像素着色器程序的效果可以通过改变屏幕分辨率来测试。如果较低的屏幕分辨率导致帧速率明显上升,像素着色器很可能是瓶颈,至少在某些时候是这样。如果有详细程度系统,必须小心谨慎。较小的屏幕也可能简化显示的模型,减轻几何阶段的负荷。
Lowering the display resolution can also affect costs from triangle traversal, depth testing and blending, and texture access, among other factors. To avoid these factors and isolate the bottleneck, one approach is the same as that taken with vertex shader programs, to add more instructions to see the effect on execution speed. Again, it is important to determine that these additional instructions are not optimized away by the compiler. If frame rendering time increases, the pixel shader is the bottleneck (or at least has become the bottleneck at some point as its execution cost increased). Alternately, the pixel shader could be simplified to a minimum number of instructions, something often difficult to do in a vertex shader. If overall rendering time decreases, a bottleneck has been found. Texture cache misses can also be costly. If replacing a texture with a 1 × 1 resolution version gives considerably faster performance, then texture memory access is a bottleneck.

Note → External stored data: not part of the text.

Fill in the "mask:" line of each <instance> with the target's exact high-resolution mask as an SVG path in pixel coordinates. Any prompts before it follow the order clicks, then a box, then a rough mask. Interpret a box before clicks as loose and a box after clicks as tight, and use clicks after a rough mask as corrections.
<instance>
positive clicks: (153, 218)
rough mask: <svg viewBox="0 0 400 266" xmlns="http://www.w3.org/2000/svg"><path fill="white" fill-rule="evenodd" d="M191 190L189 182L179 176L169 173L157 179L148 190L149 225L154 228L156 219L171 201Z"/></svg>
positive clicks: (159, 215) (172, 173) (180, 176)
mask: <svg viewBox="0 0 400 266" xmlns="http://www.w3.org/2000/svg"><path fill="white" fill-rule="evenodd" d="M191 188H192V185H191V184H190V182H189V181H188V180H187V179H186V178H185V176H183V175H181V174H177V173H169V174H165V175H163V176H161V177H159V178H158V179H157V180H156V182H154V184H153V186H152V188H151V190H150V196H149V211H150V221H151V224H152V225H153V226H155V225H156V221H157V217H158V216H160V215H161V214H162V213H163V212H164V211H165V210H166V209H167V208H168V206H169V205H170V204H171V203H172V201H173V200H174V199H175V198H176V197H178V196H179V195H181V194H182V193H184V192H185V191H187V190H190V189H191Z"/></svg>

降低显示分辨率还会影响三角形遍历、深度测试和混合以及纹理访问等因素的成本。为了避免这些因素并隔离瓶颈,一种方法与顶点着色器程序采用的方法相同,即添加更多指令来查看对执行速度的影响。同样,确定这些额外的指令没有被编译器优化掉是很重要的。如果帧渲染时间增加,像素着色器就是瓶颈(或者至少随着其执行成本的增加,在某些时候已经成为瓶颈)。或者,像素着色器可以简化为最小数量的指令,这在顶点着色器中通常很难做到。如果总渲染时间减少,则发现了瓶颈。纹理缓存未命中也可能代价高昂。如果用1 × 1分辨率的版本替换一个纹理可以显著提高性能,那么纹理内存访问就是一个瓶颈。
Shaders are separate programs that have their own optimization techniques. Persson [1383, 1385] presents several low-level shader optimizations, as well as specifics about how graphics hardware has evolved and how best practices have changed.

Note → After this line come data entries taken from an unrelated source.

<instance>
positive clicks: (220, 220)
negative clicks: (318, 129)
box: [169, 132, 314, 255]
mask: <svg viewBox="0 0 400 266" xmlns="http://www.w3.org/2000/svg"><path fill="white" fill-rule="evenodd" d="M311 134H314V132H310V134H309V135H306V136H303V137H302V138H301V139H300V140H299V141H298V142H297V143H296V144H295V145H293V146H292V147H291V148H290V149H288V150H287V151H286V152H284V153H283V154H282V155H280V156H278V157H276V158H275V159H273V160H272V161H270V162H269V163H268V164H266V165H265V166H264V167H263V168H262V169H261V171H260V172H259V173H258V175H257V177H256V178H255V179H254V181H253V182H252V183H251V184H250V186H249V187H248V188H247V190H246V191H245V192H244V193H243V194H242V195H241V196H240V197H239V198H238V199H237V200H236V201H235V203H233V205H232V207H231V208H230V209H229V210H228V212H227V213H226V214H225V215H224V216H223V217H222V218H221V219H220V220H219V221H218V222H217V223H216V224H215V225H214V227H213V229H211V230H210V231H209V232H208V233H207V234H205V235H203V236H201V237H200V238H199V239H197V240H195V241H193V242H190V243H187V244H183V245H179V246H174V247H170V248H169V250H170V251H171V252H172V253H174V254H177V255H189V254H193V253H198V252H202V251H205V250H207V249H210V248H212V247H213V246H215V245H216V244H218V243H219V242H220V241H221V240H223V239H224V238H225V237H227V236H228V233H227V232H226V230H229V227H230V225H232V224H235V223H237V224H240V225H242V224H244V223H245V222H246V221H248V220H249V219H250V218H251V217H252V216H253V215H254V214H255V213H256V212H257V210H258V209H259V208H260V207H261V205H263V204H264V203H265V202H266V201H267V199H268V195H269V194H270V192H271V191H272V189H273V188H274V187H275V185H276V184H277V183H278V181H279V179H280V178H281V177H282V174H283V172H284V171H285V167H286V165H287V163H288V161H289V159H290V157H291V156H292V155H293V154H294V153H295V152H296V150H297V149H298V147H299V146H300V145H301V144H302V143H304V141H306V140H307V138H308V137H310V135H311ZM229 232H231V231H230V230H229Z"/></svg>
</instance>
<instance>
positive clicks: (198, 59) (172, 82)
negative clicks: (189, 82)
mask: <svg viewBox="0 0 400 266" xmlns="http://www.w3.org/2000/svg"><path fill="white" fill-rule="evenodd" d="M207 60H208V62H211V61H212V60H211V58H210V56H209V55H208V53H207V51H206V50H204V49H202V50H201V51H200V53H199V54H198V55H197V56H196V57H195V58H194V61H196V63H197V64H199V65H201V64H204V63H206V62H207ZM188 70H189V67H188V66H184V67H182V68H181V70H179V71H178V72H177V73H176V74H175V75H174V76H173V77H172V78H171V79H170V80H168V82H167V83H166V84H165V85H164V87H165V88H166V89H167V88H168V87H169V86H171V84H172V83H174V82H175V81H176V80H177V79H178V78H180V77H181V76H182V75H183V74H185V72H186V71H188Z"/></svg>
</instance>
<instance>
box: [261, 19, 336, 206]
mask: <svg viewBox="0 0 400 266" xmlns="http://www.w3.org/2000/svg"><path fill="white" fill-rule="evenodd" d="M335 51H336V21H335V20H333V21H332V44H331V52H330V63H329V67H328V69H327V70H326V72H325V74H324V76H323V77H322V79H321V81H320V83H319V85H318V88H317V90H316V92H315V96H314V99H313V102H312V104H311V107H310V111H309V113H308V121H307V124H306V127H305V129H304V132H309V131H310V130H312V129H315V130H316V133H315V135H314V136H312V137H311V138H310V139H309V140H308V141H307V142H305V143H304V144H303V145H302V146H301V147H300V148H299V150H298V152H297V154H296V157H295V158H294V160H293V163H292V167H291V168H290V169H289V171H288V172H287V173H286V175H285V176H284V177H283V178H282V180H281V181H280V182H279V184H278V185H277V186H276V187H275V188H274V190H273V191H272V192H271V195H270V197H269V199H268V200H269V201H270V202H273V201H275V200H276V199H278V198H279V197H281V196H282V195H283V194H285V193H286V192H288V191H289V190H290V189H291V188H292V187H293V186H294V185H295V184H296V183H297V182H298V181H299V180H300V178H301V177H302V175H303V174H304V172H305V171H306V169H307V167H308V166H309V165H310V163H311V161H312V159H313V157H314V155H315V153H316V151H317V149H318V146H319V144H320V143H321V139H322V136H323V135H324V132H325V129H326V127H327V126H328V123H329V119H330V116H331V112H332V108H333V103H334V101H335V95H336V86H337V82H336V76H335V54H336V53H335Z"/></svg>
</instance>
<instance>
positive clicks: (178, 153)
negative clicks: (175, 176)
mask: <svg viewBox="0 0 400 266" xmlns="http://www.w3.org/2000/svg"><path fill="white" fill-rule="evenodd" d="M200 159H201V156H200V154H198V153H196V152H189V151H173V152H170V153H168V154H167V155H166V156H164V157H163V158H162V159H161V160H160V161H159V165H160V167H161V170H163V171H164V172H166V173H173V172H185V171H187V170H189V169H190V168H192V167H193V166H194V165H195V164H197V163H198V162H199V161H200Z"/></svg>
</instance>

着色器是独立的程序,有自己的优化技术。Persson [1383,1385]介绍了几种低级着色器优化,以及图形硬件如何发展和最佳实践如何变化的细节。
18.2.5 Testing the Merging Stage
测试合并阶段
In this stage depth and stencil tests are made, blending is done, and surviving results are written to buffers. Changing the output bit depth for these buffers is one way to vary the bandwidth costs for this stage and see if it could be the bottleneck. Turning alpha blending on for opaque objects or using other blending modes also affects the amount of memory access and processing performed by raster operations.
在这一阶段,进行深度和模板测试,进行混合,并将幸存的结果写入缓冲区。改变这些缓冲器的输出位深度是改变这一级的带宽成本的一种方法,看看它是否是瓶颈。为不透明对象打开alpha混合或使用其他混合模式也会影响光栅操作执行的内存访问和处理量。